Another glorious day of skiing, this time at Squaw Valley. I haven't been there for years, and they clearly hadn't had much of the mountain open the previous day, so there was plenty more powder to be found. The game was to try to keep track of what they were opening next and hit it before everyone else did -- but there was plenty of good snow to go around even if you mistimed things a bit. We skied until they stopped letting people on the lifts and were looking forward to another day.
Back to the cabin. Is it warm? Not exactly. 57 degrees, but the furnace again turned on. I took a shower, then noticed the furnace was off.
"Hey Chad, do you smell anything funny?"
Hmmm. Slight burnt smell from the vents. Not good. Break into furnace room (delicately with an axe to the doorknob--yay Chad!), no obvious thing to address. Lights in the kitchen now seem extra bright. More consultation with Stephan who calls a furnace guy, head out to get some pizza for dinner before said furnace guy is supposed to show up.
Hmmm. The garage door opener won't open. Beginning to suspect dire electrical woes in the house.
Pull the cord to disengage the automatic opener and try to open it manually. Door won't open.
Great. The ski hut really has it in for us and is now trying to trap us.
Fiddle with the mechanism, rig a sled rope to pull on the part of the door that appears to be stuck, and incidentally tighten many screws that appear to be loose on the hardware, and eventually get the door open so we can escape. Yay! Pizza ho!
The back to the cabin. Very very cold in the house. Forecast low temperature for the night: 0F.
The furnace repairman showed up a few minutes after we got back from dinner. I started poking at my phone to look for hotel options just in case, with no luck, while the guys headed downstairs to look at the furnace.
"Pop!" The fluorescent light downstairs just blew. Now the lights in the kitchen are scarily blindingly bright. The ones in the upstairs bedroom are almost nonexistent. The furnace guy checks a few outlets with his multimeter.
(Chad thinks he should have had our multimeter with us).
190V. Hmmmm...that's kinda scary. Aren't those things supposed to be 110? Half the outlets in the house were at 190V; half were at 50V. Clearly a power problem. 10:30 pm, power people weren't going to get around to fixing that night.
By this point, I was already starting to slowly pack up a few things, and had ascertained that there were no nearby hotel rooms available. No heat, power so freaky that the prudent thing to do was to turn it off, forecast temperature low enough that it would also be prudent to turn the water off.
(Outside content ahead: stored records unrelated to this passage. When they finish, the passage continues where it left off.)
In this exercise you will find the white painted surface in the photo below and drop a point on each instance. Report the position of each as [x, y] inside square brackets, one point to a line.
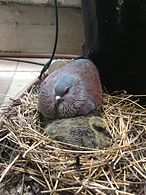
[31, 28]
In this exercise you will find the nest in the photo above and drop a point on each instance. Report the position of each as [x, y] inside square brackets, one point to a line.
[33, 163]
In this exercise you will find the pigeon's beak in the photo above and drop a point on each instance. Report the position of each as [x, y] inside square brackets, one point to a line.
[58, 99]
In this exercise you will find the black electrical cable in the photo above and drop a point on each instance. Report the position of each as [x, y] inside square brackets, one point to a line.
[55, 44]
[25, 61]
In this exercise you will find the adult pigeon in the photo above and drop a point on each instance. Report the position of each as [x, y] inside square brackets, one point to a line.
[70, 91]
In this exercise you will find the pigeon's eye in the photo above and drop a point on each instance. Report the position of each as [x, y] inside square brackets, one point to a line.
[66, 91]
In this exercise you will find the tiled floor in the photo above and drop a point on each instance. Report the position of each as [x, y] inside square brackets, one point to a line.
[14, 76]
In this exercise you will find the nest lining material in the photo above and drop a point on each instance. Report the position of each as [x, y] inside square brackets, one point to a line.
[32, 163]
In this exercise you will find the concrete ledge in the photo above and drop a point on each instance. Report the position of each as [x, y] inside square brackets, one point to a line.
[61, 3]
[31, 28]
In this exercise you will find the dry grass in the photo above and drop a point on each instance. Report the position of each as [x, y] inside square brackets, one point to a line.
[32, 163]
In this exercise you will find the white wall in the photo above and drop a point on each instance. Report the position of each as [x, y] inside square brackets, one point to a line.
[31, 28]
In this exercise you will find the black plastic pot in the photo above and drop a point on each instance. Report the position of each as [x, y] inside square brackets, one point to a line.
[115, 40]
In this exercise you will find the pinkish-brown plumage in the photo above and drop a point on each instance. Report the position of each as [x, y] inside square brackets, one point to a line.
[72, 90]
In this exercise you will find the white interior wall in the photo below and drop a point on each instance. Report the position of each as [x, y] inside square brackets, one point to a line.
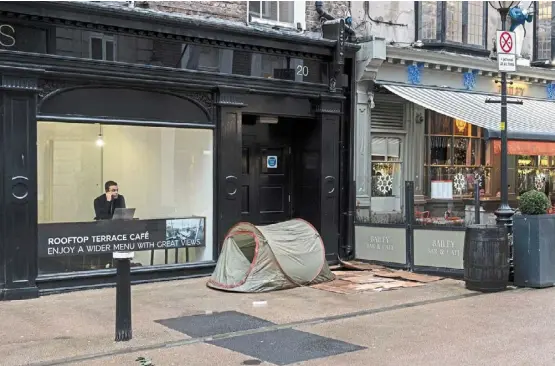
[162, 172]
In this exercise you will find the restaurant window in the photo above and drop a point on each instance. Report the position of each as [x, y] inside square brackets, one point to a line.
[455, 22]
[163, 173]
[535, 172]
[386, 174]
[455, 157]
[543, 25]
[102, 47]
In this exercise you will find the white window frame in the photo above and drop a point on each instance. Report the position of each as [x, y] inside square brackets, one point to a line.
[299, 16]
[104, 38]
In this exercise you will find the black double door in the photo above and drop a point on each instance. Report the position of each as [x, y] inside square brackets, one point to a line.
[266, 173]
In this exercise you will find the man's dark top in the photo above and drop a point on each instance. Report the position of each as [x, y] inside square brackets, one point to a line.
[104, 209]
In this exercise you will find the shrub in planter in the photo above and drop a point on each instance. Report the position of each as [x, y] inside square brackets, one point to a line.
[533, 245]
[534, 203]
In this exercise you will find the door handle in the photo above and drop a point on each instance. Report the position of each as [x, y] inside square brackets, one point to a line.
[330, 180]
[231, 182]
[20, 180]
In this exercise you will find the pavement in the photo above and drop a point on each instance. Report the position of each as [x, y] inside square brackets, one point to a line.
[186, 323]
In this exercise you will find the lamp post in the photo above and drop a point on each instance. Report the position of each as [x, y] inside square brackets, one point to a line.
[504, 213]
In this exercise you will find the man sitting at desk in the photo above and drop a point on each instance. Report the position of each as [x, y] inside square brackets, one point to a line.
[106, 204]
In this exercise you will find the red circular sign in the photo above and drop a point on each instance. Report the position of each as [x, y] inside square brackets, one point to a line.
[506, 42]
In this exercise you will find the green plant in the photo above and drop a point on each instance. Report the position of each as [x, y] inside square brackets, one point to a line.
[534, 203]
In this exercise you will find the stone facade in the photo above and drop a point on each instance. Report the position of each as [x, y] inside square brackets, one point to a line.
[237, 10]
[338, 9]
[229, 10]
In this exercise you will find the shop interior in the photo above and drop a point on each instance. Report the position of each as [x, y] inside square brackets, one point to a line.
[162, 172]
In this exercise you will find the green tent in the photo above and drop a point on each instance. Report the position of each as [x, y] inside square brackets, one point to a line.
[271, 257]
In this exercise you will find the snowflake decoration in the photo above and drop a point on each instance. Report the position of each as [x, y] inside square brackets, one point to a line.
[459, 182]
[414, 72]
[550, 89]
[478, 178]
[539, 181]
[385, 183]
[469, 79]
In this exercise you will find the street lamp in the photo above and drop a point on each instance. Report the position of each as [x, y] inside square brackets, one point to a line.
[504, 213]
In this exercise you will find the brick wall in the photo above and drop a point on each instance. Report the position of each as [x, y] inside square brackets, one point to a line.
[231, 10]
[338, 9]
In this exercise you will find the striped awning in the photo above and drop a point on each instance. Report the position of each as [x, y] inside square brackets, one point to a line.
[534, 118]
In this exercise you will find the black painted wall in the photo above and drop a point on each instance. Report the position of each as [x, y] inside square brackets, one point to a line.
[18, 213]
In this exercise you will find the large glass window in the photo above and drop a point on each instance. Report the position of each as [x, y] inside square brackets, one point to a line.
[163, 173]
[386, 174]
[455, 155]
[535, 172]
[465, 22]
[544, 24]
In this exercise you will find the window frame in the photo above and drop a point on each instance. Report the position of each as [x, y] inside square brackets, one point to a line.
[103, 38]
[299, 15]
[441, 31]
[535, 39]
[428, 165]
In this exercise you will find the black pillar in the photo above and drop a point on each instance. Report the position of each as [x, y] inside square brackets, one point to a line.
[18, 201]
[504, 214]
[229, 152]
[124, 330]
[328, 112]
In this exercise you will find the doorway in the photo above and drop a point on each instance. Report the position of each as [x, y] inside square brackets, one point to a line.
[266, 171]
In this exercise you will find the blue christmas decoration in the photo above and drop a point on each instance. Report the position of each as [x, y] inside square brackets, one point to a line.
[520, 17]
[469, 79]
[550, 89]
[415, 72]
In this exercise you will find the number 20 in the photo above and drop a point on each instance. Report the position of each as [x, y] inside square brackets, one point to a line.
[302, 70]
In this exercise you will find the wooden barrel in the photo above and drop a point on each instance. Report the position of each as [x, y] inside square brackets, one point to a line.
[486, 258]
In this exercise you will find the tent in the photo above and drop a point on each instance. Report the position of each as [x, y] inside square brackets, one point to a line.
[271, 257]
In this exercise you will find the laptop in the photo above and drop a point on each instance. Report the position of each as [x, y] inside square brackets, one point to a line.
[123, 214]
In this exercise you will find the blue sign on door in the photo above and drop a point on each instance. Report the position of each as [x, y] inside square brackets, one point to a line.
[271, 161]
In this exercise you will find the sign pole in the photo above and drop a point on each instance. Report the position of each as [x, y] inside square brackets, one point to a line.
[124, 330]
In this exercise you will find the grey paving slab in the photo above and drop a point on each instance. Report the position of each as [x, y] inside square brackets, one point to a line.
[286, 346]
[205, 325]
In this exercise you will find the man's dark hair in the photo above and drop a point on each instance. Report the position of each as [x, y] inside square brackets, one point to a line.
[108, 184]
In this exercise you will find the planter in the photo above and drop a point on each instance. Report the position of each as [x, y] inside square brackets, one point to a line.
[534, 250]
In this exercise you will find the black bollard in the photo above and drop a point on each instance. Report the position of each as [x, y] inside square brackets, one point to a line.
[124, 331]
[476, 203]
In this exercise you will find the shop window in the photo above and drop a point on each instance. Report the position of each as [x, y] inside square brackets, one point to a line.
[455, 157]
[386, 174]
[462, 23]
[535, 172]
[163, 173]
[102, 47]
[543, 23]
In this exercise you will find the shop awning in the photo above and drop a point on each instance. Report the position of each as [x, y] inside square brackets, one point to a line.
[533, 120]
[546, 148]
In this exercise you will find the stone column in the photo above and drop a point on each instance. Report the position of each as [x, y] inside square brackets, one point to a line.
[228, 166]
[19, 220]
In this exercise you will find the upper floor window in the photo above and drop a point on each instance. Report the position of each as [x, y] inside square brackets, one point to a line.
[287, 13]
[543, 25]
[453, 22]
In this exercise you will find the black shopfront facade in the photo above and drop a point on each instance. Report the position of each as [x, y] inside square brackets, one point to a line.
[201, 124]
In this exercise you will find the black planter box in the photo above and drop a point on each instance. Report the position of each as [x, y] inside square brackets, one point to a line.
[534, 250]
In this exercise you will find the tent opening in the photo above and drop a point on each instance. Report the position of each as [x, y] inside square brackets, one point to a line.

I hated to admit it, but the right thing to do was to bail out and go home. We haphazardly threw everything in the truck, set the cabin to order as best we could, and headed down the hill.
Good thing we got two amazing days of skiing in before having to leave.
The additional silver lining when we got home was that I realized that there were actually still tickets available for the Redwood City showing of the films on tour from the Banff Film Festival the next night. I had originally thought we were going to miss it this time around, but we got to see it after all :)
And in case you need closure, the problem with the cabin did indeed turn out to be a power thing -- it turned out that the storm had knocked out just the neutral line to just their one house, leading to some weird voltage divider stuff going on that blew the transformer to the furnace. Stephan was able to replace it a few days later with a part he bought off of Amazon.